Enfin, non sans échec qui me firent traîner près de ces magasins aux murs tous blancs où se vendent au rabais de fières camisoles, j'ai fini par obtenir mon idéal chardon au ventre pourri de perversion. Ceci fait, de mes mains vierges de tout contact humain car toute chair m'exaspère, je me suis amusé au péril de ma vie à la faire sécher, à la faire bouillir, à la faire cuire et à la modeler, en somme à l'essentialiser de telle sorte qu'elle puisse être consommée, innocemment, à la manière du thé.

N'ayant pas de testeur éventuel sous la main mais m'étant assuré de son efficacité auprès des chiens et des lézards faisant mon entourage, je demeurai monstrueusement curieux de son effet réel sur l'homo sapiens.
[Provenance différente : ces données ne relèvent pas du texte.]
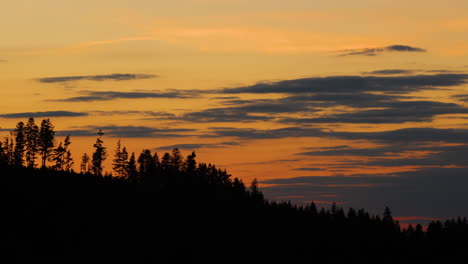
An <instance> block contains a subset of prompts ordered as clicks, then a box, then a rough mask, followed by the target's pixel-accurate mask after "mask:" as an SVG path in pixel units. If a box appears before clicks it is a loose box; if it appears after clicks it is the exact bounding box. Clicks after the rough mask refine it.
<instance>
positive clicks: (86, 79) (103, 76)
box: [37, 73, 158, 83]
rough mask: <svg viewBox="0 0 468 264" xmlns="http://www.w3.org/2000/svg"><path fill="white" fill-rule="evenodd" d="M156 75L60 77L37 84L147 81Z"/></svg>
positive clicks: (122, 73) (71, 76)
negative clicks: (132, 80)
mask: <svg viewBox="0 0 468 264" xmlns="http://www.w3.org/2000/svg"><path fill="white" fill-rule="evenodd" d="M156 77H158V76H157V75H154V74H133V73H114V74H106V75H86V76H60V77H47V78H39V79H37V81H38V82H41V83H62V82H73V81H81V80H87V81H108V80H113V81H129V80H137V79H149V78H156Z"/></svg>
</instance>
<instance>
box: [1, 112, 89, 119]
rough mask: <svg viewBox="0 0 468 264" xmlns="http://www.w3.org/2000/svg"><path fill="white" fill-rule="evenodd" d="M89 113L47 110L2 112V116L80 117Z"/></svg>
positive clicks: (10, 116)
mask: <svg viewBox="0 0 468 264" xmlns="http://www.w3.org/2000/svg"><path fill="white" fill-rule="evenodd" d="M87 115H88V113H83V112H70V111H47V112H23V113H10V114H0V117H1V118H29V117H79V116H87Z"/></svg>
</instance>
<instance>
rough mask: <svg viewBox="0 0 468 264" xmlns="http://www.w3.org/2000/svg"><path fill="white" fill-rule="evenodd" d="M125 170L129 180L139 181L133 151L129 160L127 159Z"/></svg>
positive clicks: (128, 179)
mask: <svg viewBox="0 0 468 264" xmlns="http://www.w3.org/2000/svg"><path fill="white" fill-rule="evenodd" d="M126 170H127V177H128V180H129V181H130V182H132V183H136V182H138V181H139V179H138V171H137V168H136V161H135V153H132V155H131V156H130V160H129V161H128V164H127V168H126Z"/></svg>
Alors, faute de mieux, je suis allé à la messe...

Là-bas, profitant de l'homélie pénible que le prêtre exerçait sur ses fils de cordonniers qu'il appelait ses frères pour ne pas dire client, j'ai déposé une feuille de mon extrait macabre dans le calice borduré d'or qu'il réservait à ses égoïstes absorptions de la liqueur christique. Car ce prêtre aimait ça, que de vampiriser, en secret, le sucre alcoolisé tombé depuis la veine du maigrelet prophète. Tout comme il aimait, après avoir bu, recevoir dans l'isoloir telle ou telle de ses ouailles, cette fois-ci enfantines, pour leur poser des questions sur leurs mauvaises actions tout en jouissant du masque créé par le grillage pour se faire lui jouir.
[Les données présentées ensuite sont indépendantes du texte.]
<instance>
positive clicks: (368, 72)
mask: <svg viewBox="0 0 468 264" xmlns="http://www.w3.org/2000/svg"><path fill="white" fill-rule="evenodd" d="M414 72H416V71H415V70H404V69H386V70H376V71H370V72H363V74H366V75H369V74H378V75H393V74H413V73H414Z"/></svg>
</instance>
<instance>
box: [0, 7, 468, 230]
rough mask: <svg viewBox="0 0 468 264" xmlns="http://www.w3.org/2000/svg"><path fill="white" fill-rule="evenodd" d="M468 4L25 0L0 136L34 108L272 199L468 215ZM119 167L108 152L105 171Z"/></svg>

Son habitude morte, je la savais, comme toutes les choses de ma vie, par expérience, du temps où j'étais écolier et que ce même prêtre, à la suite immédiate d'une de mes confessions, était sorti de son fourreau de bois faussement satiné afin d'apposer sa moite main pleine de doigts, sur mon épaule encore honteuse de sa sincérité. Or, ce matin-là, ses doigts sentaient exactement comme mes doigts sentirent l'unique fois où je fis la rencontre avec ce que tout le monde appelle le "plaisir". C'était une odeur de pain grillée oubliée trop longtemps ou bien de marinade destinée à fleurer, en quelque sorte, le poisson et qui en exsudait toutes les âcretés, chaudes et marécageuses.

Cette double expérience m'avait appris à détester la chair et toute idée de contact avec cette dernière ainsi qu'à n'avoir pour mon prêtre, que du ressentiment. Arrosant ensuite mon horreur juvénile à l'eau de mes études et de mes tentatives, fort longtemps infructueuse, dans la domaine de la verte alchimie, je ne pouvais finalement pas trouver meilleur partenaire de supplice que cet homme d'église.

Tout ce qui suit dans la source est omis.